Under Community Review
  • What are example use cases where direct Page Links are better than Component Links?
  • If we provide Page Linking functionality, where would you put the Page Links?  In Page metadata? Or also in Component content/metadata?  Components are often defined higher up in the BluePrint than Pages, so it may not be possible to link from Components to Pages (?)
  • Should it be possible to constrain the type of Pages you can link to (by Page Template or Page Schema)?
  • Should it be possible to embed Page Links in a Rich Text field?
  • Should it be possible to unpublish a Page if another published Page links to it?

Page Linking

Tridion should allow linking to Pages directly rather than through Component Links.

In order to simulate Page Linking functionality, we have created a "shadow navigation" structure using Navigation Shadow Components (which reflect Pages), so we can use Component Links to link to Pages. This solution is customization heavy and hard to maintain.
 

  • I think if the product were to add page linking, it should be from and to the same Publication. 

    I've seen "headless" CMS requirements reflected in flatter BluePrint hierarchies, where more recent projects had parent/owning Components and Pages combined into the same Publication.

    Some of this might be from organizations wanting fewer brands and websites as well as the dynamic nature of Content Delivery. You don't necessarily need separate websites and publications when differences can be handled by CD queries and metadata.

    I've even seen at least one customer combine Content and Pages to simplify translation processes, moving away from the familiar "diamond Blueprint" pattern. This seems to work when there isn't much sharing of content beyond the published pages and when there isn't a difference between language and market localization. The language is the market (or the market-specific information is more global or available to anyone, if that makes sense).

    If doing something with page links across publications, I think Business Process Types (BPT) might matter, where maybe you can only link to Publications that have the same BPT so the link resolves to the right CD environment?

  • I'm seeing more recent challenges for customers trying to understand and adopt Component Linking, especially with the latest (GraphQL-based) Content Delivery API. With CM-side templating, we can programatically generate the <tcdl> tags to create Component links, with control over template and schema priority to influence the resolved page.
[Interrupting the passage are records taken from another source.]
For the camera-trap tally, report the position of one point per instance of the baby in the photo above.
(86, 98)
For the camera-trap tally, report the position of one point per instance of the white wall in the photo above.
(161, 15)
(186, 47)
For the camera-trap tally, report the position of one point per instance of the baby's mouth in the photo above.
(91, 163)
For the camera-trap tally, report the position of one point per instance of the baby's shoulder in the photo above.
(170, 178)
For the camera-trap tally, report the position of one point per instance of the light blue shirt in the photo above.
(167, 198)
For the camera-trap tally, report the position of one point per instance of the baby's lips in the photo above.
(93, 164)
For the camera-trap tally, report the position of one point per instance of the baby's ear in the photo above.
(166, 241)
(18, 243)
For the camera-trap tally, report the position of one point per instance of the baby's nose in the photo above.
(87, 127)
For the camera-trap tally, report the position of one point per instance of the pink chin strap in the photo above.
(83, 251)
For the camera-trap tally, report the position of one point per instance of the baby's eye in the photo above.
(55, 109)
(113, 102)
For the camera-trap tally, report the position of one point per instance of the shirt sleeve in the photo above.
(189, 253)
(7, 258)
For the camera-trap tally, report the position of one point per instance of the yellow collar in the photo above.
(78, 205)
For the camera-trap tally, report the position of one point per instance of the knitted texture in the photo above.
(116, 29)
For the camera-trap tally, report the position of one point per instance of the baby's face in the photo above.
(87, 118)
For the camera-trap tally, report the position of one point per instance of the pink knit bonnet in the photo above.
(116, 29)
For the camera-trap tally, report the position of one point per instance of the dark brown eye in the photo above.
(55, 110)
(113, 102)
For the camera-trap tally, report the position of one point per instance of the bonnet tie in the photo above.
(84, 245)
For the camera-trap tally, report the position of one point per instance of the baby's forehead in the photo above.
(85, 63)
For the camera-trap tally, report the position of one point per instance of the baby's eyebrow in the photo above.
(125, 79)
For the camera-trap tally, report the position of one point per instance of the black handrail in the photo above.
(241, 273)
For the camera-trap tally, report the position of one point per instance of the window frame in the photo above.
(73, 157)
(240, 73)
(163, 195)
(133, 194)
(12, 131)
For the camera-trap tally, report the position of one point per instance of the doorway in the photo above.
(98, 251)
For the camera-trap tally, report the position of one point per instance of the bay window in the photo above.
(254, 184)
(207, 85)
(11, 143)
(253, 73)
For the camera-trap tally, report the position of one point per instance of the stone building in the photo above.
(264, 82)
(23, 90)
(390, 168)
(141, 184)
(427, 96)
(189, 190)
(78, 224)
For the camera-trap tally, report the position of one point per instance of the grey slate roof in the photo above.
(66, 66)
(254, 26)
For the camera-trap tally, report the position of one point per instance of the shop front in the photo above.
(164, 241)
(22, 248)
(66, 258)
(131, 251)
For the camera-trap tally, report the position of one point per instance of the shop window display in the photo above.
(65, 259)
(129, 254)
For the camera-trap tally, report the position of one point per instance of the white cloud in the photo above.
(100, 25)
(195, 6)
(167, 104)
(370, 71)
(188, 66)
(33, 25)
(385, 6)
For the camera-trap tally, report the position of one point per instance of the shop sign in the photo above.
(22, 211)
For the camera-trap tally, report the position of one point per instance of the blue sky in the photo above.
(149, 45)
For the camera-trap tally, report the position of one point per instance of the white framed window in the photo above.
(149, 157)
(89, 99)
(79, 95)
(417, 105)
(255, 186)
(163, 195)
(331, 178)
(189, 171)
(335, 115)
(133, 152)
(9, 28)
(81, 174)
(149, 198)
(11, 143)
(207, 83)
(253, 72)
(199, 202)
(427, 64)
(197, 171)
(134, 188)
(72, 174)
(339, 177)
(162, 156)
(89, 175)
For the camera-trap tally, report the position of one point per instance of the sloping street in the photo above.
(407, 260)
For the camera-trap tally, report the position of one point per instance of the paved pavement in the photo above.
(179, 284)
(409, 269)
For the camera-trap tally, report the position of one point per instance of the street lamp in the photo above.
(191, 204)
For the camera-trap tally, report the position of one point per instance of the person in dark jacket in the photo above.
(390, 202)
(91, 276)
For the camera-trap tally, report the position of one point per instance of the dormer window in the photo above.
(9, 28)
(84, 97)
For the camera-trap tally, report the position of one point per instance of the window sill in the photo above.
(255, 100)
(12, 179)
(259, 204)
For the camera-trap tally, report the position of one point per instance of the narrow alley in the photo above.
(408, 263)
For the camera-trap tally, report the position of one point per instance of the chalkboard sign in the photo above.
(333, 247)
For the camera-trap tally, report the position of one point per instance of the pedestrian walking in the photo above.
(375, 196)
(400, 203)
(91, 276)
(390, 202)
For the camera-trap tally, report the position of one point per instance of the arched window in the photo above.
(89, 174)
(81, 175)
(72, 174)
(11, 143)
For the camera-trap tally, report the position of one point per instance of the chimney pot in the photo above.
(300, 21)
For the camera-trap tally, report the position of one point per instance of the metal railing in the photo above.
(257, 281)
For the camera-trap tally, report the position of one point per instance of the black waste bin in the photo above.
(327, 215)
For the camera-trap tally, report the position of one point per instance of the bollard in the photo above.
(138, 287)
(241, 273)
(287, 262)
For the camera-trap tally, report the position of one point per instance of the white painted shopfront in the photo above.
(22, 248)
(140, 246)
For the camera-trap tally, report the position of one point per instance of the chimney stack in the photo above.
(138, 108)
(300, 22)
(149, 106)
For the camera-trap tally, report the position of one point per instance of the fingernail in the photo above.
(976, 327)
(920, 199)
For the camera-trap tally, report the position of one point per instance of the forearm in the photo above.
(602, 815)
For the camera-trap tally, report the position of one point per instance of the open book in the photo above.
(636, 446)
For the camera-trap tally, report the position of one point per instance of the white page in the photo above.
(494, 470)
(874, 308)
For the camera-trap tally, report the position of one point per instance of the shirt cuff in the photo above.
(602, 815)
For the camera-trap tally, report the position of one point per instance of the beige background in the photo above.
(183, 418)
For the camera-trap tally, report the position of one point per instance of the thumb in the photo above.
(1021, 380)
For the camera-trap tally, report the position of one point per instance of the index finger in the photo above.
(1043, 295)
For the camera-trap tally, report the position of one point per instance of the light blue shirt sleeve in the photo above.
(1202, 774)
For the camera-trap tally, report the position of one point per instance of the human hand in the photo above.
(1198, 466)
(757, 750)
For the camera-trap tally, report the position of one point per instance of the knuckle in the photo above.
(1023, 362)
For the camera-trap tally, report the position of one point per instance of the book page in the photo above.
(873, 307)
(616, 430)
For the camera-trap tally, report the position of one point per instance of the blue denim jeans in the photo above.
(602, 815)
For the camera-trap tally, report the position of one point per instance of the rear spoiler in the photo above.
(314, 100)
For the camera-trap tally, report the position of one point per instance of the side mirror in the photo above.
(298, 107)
The Default Finish Action Template Building Block automatically handled making Component links work.

    Now with the CD API, we currently need to get a component ID and its page to then construct a separate component link query in GraphQL, especially for Component Link fields (I'm not completely sure on rich text format links). This is perhaps less "automatic" than it was for CM templating and it takes a bit of code in the GraphQL queries. Tangentially related to this, on the CD side it'd be interesting to get more of the linked (nested) Components in fewer requests. Slight smile

    It seems Component Linking only works to resolve target Component Presentations on Pages (as it always has). When a Page has a "target" Component without a template, the Component Link to that target won't resolve to that page in CD. There is a new resolved link property on Components that will return a page URL if the Component is published on a page. However, it doesn't seem to (can't) follow the existing Content Delivery Component Link resolving logic because it doesn't have a way to pass the page. Finally, without the TCDL format link, we don't have the automatic "fallback" option to change a link to just text if it's not resolved (again, for direct Component links outside of RTF).    

    I can see how customers might prefer page links based on this additional CD code needed and the lack of control on how Component Links resolve. .

    Other takes on this could be to either:

    • Simplify and revisit how template-less component linking should work in CD
    • More drastically, consider offering a way to get URL links for Components without pages Thinking
  • This is really one of those "that's just how Tridion works, get over it" things. The point is that component linking is a very powerful concept, but people don't immediately see the benefit of it. They want to link to a page, and working with component links seems like overhead. Obviously, Tridion /does/ have page linking, and there are probably some cases where it would be nice to have UI support for it, just not everywhere. The obvious use case is where there's a special page of some sort rather than a generic content page. Maybe it has only dynamic content, so there's no component to link to. (Many implementations just use dummy components for this, but if feels clunky.) The challenge is to add support for page linking where it will genuinely help, without creating a situation where people use page links for everything and component linking never gets into their comfort zone.

  • Sorry for the delay in getting back to you Rick. I didn't get a notification of your comment for some reason and have only just come back here after reading your blog post about Page Linking.

    Both the Pages and the Components were in the same Publication(s) for the solution that we built (I know - It was a legacy application that we picked up and was already like this!), so fortunately, we didn't have to worry about this.

    I guess that there are a few ways to handle this though, including:

    1. A user can select only one page to link to in one of the child publications (not ideal - unless this Page was inherited by the majority of the sites)

    2. A user can select multiple pages to link to, depending on the website publication

    I don't envy you guys the UX and UI design on that one! :)

  • What about the BluePrinting aspects? Do you allow links from Components to Pages? If so, aren't your Components higher up in the BluePrint than your Pages? If so, how does that work?